Da europeista convinto ad euroscettico –  Basta andarsi a vedere il dibattito della discesa in campo, arbitro Enrico Mentana e proprio su Canale 5, nel leggendario confronto con il leader dei “Progressisti” Achille Occhetto, per vedere come i due faccessero a gara su chi era il più europeista. Anni dopo  Il rapporto con l’Europa si guasta ed i rapporti del Cavaliere con l’Unione  diventano meno idilliaci, soprattutto con la cancelliera tedesca Angela Merkel (definita dal nostro “Una culona, etc …” e col presidente francese Nicolas Sarkozy che, tra ironici sorrisetti e ammiccamenti vari,  vennero considerati artefici della caduta del suo quarto governo.  Era l’autunno del 2011  e lo spread finì alle stelle.

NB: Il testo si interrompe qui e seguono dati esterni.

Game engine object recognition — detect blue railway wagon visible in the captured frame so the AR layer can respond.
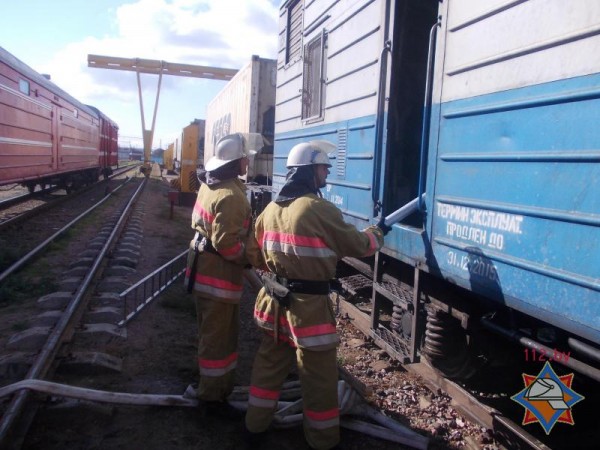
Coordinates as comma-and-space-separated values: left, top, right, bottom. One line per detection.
274, 0, 600, 380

Il disastro libico come inizio della fine – Ma è con l’attacco francese in Libia che la scarsa influenza di Berlusconi si manifesta, siamo tra il 2008 e il 2011. Con quell’ azione accettata e sostenuta dagli statunitensi la parabola geopolitica e in fondo anche politica di Berlusconi si compie. Poco tempo prima, era l 29 agosto del 2010, Berlusconi  aveva riverito col baciamano il colonello libico Muammar Gheddafi, dopo uno storico, almeno si credette allora,  incontro sotto la tenda beduina in Villa Pamphilj nel 2008. Berlusconi firmando il Trattato di amicizia Italo-libico pensò così di porre la parola fine alla questione coloniale tra i due paesi. Il Cav. ritenne di aprire  un’ autostrada  alle imprese italiane nel paese nordafricano e in tutta la zona.  Non a caso strinse numerosi rapporti personali con alcuni dei leader più influenti nella regione, che di lì a poco sarebbero stati spazzati via dalla storia e dalla ferrea logica della geopolitica. Arrivarono le dimenticabili ‘Primavere arabe’ del 2011: via il “craxiano”  Ben Ali in Tunisia, poi  l’immaginario zio di Ruby Rubacuori, Mubarak in Egitto e anche il colonnello libico del “baciamo le mani”. Fu così che, con una scossa geopolitica nel Mediterraneo, iniziò anche la fine politica di Berlusconi il quale, appunto, avendo sbagliato tutto, da buon padrone in un’ azienda non resterà nei libri di Storia, quella vera, come avrebbe voluto, bensì nel folclore nazionale e nella memoria di qualche suo fan. Sic transit gloria mundi, un’ altra volta.